More recently, the popular movement which committed the actual direction of the Ottoman Empire to the government of Ankara, was inspired by identical sentiments, and the first act of the government was to depose the Sultan on the ground of too great a complaisance towards foreigners.

One of the most eminent Orientalists of the present day, Snouck Hurgronje, whose works have thrown a startling light upon the psychology of Muslim nations, has proved irrefutably the falsity of the theories of Sawas Pasha.[11] It will be useful to sum up his argument:

The Creed and the Law of Islam have become in the course of their evolution less and less flexible; the political and social happenings of modern times afford ample proof of this. The question is not what we, with our methods of reasoning, are going to do with the dogmas of Islam, but rather what Islam itself, following its own doctrine and its own history, wishes to deduce from them.

Islam would have to deny in toto its historic past to enter upon the path traced for it by Sawas Pasha. Doubtless, whether they like it or not, the Muslims have to accommodate themselves gradually to the manners and institutions proceeding from modern Europe; but it is not to be imagined that the juridical theory, springing from the very heart of Mohammedan populations, which has maintained itself against all contrary influences, is going to yield today to any action coming from outside. Islam, as soon as it sees itself attacked, withdraws to its strongest positions.
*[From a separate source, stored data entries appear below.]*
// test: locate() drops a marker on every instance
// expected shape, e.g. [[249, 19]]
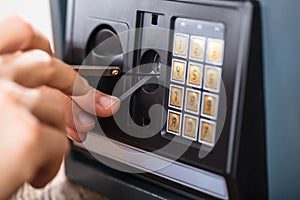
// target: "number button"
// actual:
[[207, 132], [210, 105], [195, 75], [190, 127], [197, 48], [192, 101], [181, 44], [176, 96], [178, 71], [215, 50], [212, 78], [174, 122]]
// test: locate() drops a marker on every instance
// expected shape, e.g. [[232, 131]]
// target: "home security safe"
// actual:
[[189, 74]]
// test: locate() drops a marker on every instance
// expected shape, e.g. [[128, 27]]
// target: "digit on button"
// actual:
[[181, 43], [195, 71], [174, 122], [190, 127], [215, 50], [207, 132], [176, 96], [197, 48], [209, 105], [178, 71]]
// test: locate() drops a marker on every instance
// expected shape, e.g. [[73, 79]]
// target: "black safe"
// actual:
[[201, 61]]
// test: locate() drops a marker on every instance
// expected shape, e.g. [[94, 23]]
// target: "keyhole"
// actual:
[[174, 122]]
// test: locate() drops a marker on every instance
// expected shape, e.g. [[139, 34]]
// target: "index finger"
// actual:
[[17, 34], [35, 68]]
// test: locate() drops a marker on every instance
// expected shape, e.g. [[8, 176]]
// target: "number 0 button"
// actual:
[[190, 127], [174, 122]]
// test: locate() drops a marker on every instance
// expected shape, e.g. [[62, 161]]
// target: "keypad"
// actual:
[[195, 81], [174, 122]]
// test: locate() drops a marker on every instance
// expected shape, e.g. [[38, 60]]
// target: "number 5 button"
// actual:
[[195, 75], [178, 71]]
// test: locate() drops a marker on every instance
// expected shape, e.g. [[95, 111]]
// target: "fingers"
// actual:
[[46, 108], [34, 68], [38, 147], [16, 34], [77, 120]]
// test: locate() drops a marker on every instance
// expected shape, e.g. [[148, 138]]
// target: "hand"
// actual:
[[45, 89], [26, 65]]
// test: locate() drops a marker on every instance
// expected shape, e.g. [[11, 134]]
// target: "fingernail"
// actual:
[[85, 120], [107, 102]]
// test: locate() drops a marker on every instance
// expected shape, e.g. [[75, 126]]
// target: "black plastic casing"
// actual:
[[240, 154]]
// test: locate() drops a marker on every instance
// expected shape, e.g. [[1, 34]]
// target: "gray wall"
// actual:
[[281, 22]]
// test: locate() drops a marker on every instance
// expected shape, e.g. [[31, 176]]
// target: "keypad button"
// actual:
[[195, 75], [174, 122], [178, 71], [212, 79], [190, 127], [207, 132], [215, 50], [176, 96], [197, 48], [181, 44], [210, 105], [192, 101]]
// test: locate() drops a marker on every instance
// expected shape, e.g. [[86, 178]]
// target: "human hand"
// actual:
[[44, 88], [24, 61]]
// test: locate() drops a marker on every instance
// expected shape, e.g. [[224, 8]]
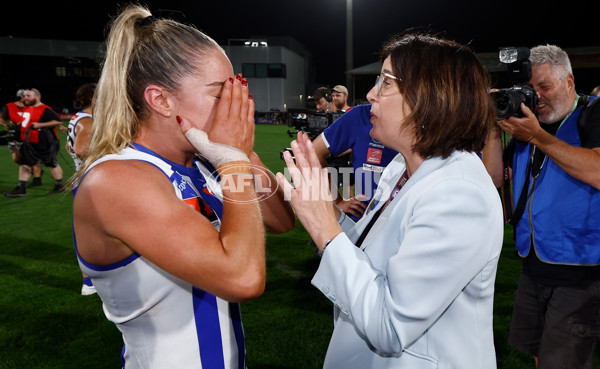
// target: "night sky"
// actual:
[[320, 24]]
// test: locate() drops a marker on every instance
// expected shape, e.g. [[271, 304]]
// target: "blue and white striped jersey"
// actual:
[[165, 321]]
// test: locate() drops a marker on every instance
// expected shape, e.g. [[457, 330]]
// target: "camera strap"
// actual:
[[395, 191]]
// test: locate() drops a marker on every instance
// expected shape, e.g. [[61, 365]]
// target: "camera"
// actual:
[[313, 123], [508, 100]]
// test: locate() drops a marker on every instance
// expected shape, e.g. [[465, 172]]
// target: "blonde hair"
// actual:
[[140, 51]]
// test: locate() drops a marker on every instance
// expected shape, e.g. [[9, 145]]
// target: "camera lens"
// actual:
[[508, 103]]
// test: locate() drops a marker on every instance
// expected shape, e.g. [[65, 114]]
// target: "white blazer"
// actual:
[[419, 292]]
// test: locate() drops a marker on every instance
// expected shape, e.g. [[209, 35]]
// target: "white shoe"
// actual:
[[87, 290]]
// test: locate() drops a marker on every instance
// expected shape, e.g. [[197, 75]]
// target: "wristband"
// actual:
[[216, 153]]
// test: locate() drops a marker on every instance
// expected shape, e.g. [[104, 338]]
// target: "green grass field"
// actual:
[[46, 323]]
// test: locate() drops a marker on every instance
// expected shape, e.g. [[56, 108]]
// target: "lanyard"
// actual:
[[395, 191]]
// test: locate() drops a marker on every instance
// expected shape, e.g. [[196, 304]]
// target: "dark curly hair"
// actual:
[[447, 89]]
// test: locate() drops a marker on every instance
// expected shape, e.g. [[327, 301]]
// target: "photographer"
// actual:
[[555, 162], [351, 132]]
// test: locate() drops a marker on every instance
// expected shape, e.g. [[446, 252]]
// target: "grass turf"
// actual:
[[46, 323]]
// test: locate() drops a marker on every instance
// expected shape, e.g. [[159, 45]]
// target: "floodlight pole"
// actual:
[[349, 49]]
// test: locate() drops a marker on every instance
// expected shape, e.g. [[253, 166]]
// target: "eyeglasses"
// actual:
[[384, 78]]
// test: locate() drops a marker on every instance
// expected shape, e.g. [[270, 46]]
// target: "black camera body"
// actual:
[[311, 122], [508, 100], [314, 123]]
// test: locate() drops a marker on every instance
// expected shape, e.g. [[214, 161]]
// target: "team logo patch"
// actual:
[[374, 156], [202, 207]]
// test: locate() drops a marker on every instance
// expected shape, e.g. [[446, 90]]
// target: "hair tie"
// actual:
[[146, 21]]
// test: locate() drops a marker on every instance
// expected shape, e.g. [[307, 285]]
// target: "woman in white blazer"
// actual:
[[418, 290]]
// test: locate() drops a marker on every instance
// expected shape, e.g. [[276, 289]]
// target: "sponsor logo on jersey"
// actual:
[[374, 156]]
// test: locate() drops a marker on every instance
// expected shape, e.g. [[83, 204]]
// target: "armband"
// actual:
[[216, 153]]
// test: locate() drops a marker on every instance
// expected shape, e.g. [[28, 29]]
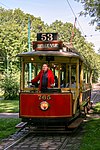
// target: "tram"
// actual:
[[64, 102]]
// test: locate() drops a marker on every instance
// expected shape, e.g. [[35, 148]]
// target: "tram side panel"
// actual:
[[45, 105]]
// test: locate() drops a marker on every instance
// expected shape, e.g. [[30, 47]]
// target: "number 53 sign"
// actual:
[[47, 36]]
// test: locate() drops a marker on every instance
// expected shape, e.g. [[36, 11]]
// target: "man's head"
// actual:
[[45, 67]]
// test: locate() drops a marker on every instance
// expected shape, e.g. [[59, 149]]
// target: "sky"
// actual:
[[52, 10]]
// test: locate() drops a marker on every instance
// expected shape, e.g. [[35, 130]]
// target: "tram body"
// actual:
[[60, 104]]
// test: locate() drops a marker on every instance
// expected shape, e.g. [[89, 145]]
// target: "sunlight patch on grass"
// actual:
[[7, 126], [9, 106], [91, 138], [97, 107]]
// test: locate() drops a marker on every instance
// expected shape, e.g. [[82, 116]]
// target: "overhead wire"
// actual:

The Muslim certainly makes some concessions which do not affect any religious principle: for instance, he accepts the railway, the telegraph, the steamship; but the civilization which has produced these things, together with its legislative principles, is, for all the faithful, an abomination that they will only tolerate under compulsion. As for the young men educated in French schools, they calmly superimpose foreign science upon their traditional faith, without making any attempt to reconcile the two.

Islam forms a block of intangible traditions, of prejudices, of bigoted faith. The Muslim, bound by his religion, cannot accept Western progress. The two civilizations are too different, too much opposed ever to admit of mutual inter-penetration.